Using the Sieve of Eratosthenes

A better option than the naive implementation is the Sieve of Eratosthenes. There is a nice graphic on its Wikipedia entry explaining how it works, so I won’t go into detail. First of all, note that it is clearly faster than checking each prime as the operations are simpler (just addition and multiplication instead of the modulus operator). The problem with this algorithm is that you would need a flag for each number to indicate whether it is prime or not. For large enough $n$ this is untenable, as you will soon run out of memory, or the memory will take too long to allocate. Still, you could use the Sieve of Eratosthenes to rapidly compute the primes up to a given limit.

A naive implementation of the sieve in Rust looks like:

  
pub fn count(n: usize) -> usize {
    let mut result = 0;

    let mut flags = Vec::with_capacity(n);
    for _ in 0..n {
        flags.push(true);
    }
    flags[0] = false;

    for i in 0..n {
        if flags[i] {
            let x = i + 1;
            for m in ((i + x)..n).step_by(x) {
                flags[m] = false;
            }
            result += 1;
        }
    }

    return result;
}

A benchmark using $n = 10^6$ proves this function to be much faster than the naive implementation:

Begun testing the sieve implementation with n = 10^6.
The amount of prime numbers that are less than or equal to 10^6 is 78498.
Elapsed: 6.86ms
Finished testing the sieve implementation with n = 10^6.
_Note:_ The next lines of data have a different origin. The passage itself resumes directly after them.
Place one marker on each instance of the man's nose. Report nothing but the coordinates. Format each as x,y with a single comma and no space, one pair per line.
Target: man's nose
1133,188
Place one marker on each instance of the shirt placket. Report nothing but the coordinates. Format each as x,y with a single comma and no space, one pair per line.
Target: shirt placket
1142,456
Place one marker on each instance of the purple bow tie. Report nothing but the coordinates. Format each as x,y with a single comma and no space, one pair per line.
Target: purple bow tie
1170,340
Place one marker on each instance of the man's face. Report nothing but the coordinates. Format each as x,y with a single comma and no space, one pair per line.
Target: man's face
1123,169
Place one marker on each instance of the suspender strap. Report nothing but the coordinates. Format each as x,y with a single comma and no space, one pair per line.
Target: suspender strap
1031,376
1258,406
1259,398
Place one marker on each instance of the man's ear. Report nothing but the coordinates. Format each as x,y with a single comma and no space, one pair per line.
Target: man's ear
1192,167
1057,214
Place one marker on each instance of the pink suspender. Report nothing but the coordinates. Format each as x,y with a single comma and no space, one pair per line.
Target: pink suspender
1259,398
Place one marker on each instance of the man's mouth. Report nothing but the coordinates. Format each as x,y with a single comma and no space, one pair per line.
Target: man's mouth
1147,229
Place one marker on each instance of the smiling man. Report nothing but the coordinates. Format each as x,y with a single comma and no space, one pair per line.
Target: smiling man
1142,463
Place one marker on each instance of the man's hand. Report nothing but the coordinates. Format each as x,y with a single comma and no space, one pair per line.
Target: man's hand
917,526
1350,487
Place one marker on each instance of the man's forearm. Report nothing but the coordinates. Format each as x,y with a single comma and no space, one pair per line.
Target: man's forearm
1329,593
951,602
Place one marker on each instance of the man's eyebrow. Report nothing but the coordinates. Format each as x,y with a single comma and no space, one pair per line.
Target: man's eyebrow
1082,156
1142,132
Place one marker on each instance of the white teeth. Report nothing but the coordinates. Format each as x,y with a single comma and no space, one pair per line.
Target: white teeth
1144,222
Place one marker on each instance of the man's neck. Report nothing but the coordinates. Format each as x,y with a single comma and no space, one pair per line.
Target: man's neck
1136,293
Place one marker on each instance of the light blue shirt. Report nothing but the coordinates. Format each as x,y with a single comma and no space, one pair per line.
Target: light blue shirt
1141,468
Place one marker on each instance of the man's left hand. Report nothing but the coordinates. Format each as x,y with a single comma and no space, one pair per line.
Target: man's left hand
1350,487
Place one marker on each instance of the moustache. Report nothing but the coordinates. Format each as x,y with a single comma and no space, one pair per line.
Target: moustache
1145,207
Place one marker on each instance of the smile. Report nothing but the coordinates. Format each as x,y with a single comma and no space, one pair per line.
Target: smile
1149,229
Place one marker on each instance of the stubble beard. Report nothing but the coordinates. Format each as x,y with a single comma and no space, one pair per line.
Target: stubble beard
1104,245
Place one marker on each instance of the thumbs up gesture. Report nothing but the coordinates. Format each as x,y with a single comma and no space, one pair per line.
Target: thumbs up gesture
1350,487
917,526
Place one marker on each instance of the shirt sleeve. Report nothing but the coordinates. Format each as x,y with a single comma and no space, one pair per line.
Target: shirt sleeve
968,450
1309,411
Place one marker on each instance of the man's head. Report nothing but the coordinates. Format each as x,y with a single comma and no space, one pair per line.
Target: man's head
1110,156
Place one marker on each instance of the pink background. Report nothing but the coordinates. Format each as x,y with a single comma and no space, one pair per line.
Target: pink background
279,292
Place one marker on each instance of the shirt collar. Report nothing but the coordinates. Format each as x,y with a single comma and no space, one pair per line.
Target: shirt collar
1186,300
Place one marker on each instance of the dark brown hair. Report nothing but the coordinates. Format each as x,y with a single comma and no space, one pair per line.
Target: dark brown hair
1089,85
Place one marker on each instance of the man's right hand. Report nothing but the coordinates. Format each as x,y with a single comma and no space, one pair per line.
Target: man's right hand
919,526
Sadly, it starts to falters at around $n = 10^9$:

Begun testing the sieve implementation with n = 10^9.
The amount of prime numbers that are less than or equal to 10^9 is 50847534.
Elapsed: 16.53s
Finished testing the sieve implementation with n = 10^9.

I couldn’t get it to run for $n = 10^{10}$ in under a minute.

This does not imply that the sieve is useless for our purposes of calculating $\pi(10^{12})$. In fact, we will be using it in the next few sections.

Without knowing all the primes (Legendre’s Formula)

To reduce the amount of memory required for our computation we will use Legendre’s Formula. It essentially allows you to count primes up to $n$, while only knowing the primes up to $\sqrt{n}$. Now let’s proceed to prove it.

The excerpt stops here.